A landlocked state or landlocked country is a sovereign state entirely enclosed by land, or whose only coastlines lie on closed seas. There are currently 49 such countries, including five partially recognised states. Only two, Bolivia and Paraguay in South America, lie outside Afro-Eurasia (the Old World).
As a rule, being landlocked creates political and economic handicaps that access to the high seas avoids. For this reason, states large and small across history have striven to gain access to open waters, even at great expense in wealth, bloodshed, and political capital.

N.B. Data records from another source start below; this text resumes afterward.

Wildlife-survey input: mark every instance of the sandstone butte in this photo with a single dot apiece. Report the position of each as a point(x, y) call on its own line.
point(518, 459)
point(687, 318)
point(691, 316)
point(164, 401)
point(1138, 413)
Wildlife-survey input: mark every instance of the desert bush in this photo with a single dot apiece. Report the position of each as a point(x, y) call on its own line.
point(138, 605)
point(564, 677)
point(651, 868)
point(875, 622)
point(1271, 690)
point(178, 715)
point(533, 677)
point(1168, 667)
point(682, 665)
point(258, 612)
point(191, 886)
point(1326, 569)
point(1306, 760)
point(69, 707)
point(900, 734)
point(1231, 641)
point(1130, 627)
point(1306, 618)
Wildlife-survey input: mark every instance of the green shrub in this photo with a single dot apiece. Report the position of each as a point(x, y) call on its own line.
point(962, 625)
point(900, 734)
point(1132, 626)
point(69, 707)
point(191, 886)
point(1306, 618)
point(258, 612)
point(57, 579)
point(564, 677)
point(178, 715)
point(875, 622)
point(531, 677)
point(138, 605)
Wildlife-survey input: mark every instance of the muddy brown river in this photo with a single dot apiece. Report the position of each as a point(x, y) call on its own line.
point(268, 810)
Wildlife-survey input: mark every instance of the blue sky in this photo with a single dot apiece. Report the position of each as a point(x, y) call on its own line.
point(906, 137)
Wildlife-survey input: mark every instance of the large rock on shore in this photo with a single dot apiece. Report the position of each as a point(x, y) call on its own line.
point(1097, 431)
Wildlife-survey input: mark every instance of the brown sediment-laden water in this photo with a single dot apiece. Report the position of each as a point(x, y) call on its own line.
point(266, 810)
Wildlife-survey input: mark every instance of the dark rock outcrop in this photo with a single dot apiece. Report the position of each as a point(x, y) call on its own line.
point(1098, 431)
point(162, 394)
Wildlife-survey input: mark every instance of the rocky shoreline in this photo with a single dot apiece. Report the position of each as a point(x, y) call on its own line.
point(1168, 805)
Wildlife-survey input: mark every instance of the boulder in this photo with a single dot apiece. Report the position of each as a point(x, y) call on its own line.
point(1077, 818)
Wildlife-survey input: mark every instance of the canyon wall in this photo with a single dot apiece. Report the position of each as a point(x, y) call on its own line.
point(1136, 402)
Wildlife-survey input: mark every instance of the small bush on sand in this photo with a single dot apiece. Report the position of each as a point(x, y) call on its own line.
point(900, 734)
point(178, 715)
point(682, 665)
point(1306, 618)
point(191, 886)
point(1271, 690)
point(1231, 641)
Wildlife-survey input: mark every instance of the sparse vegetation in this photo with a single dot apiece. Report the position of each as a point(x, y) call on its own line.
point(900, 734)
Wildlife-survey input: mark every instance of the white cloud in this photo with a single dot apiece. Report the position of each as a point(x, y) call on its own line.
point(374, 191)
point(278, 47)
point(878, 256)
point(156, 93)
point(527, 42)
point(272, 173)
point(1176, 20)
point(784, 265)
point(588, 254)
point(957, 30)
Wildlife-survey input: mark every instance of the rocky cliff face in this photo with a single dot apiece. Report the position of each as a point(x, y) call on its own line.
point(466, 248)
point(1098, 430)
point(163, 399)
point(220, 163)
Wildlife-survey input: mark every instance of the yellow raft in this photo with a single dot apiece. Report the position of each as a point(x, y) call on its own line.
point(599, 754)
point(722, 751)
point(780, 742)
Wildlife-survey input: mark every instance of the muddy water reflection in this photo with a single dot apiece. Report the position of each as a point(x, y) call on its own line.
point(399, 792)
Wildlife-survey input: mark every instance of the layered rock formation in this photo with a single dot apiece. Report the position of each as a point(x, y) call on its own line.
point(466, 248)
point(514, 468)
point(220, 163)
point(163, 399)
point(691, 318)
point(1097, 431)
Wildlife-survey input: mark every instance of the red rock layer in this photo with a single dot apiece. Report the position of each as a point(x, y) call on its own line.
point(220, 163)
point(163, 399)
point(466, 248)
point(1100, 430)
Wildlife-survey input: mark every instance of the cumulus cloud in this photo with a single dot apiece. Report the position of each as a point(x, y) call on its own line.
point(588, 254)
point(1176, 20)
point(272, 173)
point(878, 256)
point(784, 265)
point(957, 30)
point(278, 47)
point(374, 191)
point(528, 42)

The economic disadvantages of being landlocked can be alleviated or aggravated depending on the degree of development, language barriers, and other considerations. Some landlocked countries are quite affluent, such as Switzerland, Liechtenstein, Luxembourg, and Austria, all of which frequently employ neutrality to their political advantage. The majority, however, are classified as Landlocked Developing Countries (LLDCs). Nine of the twelve countries with the lowest Human Development Indices (HDI) are landlocked.

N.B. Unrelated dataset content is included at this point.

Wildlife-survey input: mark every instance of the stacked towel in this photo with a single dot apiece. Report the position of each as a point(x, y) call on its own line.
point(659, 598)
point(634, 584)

Historically, being landlocked has been disadvantageous to a country’s development. It cuts a nation off from important sea resources such as fishing and impedes or prevents direct access to seaborne trade, a crucial component of economic and social advance. As such, coastal regions tended to be wealthier and more heavily populated than inland ones. Paul Collier in his book The Bottom Billion argues that being landlocked in a poor geographic neighbourhood is one of four major development “traps” by which a country can be held back. In general, he found that when a neighbouring country experiences better growth, it tends to spill over into favourable development for the country itself. For landlocked countries, the effect is particularly strong, as they are limited in their trading activity with the rest of the world. He states, “If you are coastal, you serve the world; if you are landlocked, you serve your neighbours.” Others have argued that being landlocked may actually be a blessing as it creates a “natural tariff barrier” which protects the country from cheap imports. In some instances, this has led to more robust local food systems.
Landlocked developing countries have significantly higher costs of international cargo transportation compared to coastal developing countries (in Asia the ratio is 3:1).